Вполне очевидно, что у двух последних авторов ворона мечтательна и даже интеллектуальна. Это способ решения проблемы, поставленной в рассказе: почему ворона не съедает добычу на месте? Надо дать лисе время прийти! Можно же просто спрятать ее на дереве вне досягаемости от хищницы или хоть как-то оправдать задержку во времени. Причем пункт, предполагающий наибольшие различия, – это вопрос морали: мы можем оставаться на чисто универсальном уровне, что и делают все авторы [Недбайлик С.Р., с. 121]. Проблема в том, что Ж. де Лафонтен дал версию, для которой очень трудно найти хотя бы примерный аналог.

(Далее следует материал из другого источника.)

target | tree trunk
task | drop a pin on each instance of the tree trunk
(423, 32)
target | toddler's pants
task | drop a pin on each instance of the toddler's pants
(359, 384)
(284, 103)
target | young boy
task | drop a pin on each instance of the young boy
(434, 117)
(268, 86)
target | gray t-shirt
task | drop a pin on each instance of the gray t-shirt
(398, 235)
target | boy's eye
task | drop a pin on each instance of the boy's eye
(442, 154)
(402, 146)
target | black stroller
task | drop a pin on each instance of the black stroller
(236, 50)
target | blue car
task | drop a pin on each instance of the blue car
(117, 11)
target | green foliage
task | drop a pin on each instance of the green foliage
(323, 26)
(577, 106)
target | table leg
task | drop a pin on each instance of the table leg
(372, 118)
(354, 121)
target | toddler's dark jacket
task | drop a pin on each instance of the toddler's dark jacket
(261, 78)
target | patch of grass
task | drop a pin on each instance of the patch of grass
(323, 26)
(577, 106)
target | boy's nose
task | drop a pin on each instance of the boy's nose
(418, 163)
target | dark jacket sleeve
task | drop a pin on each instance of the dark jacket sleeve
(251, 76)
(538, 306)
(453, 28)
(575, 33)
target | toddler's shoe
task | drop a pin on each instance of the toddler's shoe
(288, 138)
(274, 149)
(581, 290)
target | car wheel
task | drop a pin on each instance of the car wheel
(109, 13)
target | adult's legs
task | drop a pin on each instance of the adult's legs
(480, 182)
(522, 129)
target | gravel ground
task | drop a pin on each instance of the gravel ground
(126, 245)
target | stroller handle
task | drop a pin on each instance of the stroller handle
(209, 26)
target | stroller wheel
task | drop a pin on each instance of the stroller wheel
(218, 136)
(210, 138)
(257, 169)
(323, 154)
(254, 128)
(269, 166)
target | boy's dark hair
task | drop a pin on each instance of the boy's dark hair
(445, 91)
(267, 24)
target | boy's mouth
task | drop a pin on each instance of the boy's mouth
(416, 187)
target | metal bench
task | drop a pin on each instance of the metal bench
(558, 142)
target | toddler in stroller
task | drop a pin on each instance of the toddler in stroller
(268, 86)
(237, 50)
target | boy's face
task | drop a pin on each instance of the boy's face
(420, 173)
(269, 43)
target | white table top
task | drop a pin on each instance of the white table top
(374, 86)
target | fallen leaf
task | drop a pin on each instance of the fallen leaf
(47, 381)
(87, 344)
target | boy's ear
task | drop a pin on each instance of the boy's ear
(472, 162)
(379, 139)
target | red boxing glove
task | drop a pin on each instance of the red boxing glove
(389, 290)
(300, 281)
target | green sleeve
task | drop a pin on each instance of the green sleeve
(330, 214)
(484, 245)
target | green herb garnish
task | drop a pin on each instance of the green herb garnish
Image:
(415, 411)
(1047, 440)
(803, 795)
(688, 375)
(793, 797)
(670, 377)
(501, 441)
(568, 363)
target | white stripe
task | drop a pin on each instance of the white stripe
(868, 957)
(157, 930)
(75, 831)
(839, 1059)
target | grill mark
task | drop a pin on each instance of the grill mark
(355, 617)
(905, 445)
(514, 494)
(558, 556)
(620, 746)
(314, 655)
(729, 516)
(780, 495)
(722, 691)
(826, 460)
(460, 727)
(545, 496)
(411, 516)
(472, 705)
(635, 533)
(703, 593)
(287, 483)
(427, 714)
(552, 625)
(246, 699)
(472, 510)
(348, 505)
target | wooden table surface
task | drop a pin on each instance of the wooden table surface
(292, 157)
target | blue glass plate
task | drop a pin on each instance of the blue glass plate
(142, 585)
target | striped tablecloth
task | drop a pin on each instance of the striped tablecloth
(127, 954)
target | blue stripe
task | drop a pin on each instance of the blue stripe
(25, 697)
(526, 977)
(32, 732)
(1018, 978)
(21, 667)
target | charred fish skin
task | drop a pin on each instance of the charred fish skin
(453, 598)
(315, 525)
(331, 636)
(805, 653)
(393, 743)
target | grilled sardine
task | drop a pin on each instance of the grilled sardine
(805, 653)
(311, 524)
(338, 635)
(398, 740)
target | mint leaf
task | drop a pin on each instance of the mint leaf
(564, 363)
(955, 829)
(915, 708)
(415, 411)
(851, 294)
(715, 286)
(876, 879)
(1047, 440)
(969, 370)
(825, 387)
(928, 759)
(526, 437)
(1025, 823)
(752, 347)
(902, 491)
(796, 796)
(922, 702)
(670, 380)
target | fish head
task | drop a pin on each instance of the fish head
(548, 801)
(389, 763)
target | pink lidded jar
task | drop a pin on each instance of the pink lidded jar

Таким образом, никому не удалось превзойти французского мастера-виртуоза. Однако, что делает (ре)интерпретации интересными, так это не попытка сделать лучше или, по крайней мере, не хуже, а использование заранее подготовленного материала, узнаваемого читателем, для передачи индивидуального авторского видения, а это гарантирует успех captatio benevolentiae [Тредиаковский В.К., с. 235].
Выводы. Следует отметить, что при всех многочисленных авторских интерпретациях басня «Во-рон(а) и Лисица» остается вполне классической, поскольку является особенно ярким отражением такого общечеловеческого порока, как гордыня, или тщеславие, и воплощением универсального механизма лести, что делает ее в большой степени морально-дидактической. В целом же многочисленные и довольно успешные интерпретации и переосмысления как данного, так и многих других тематических античных сюжетов древних басенников Эзопа и Федра, выполненные русскими, украинскими, польскими, чешскими, хорватскими и другими славянскими авторами XVIII-XIX вв., во многом способствовали как их популяризации, несомненному признанию читателями и критиками, так и дальнейшему развитию басенного жанра как такового в восточно- и западноевропейской литературе.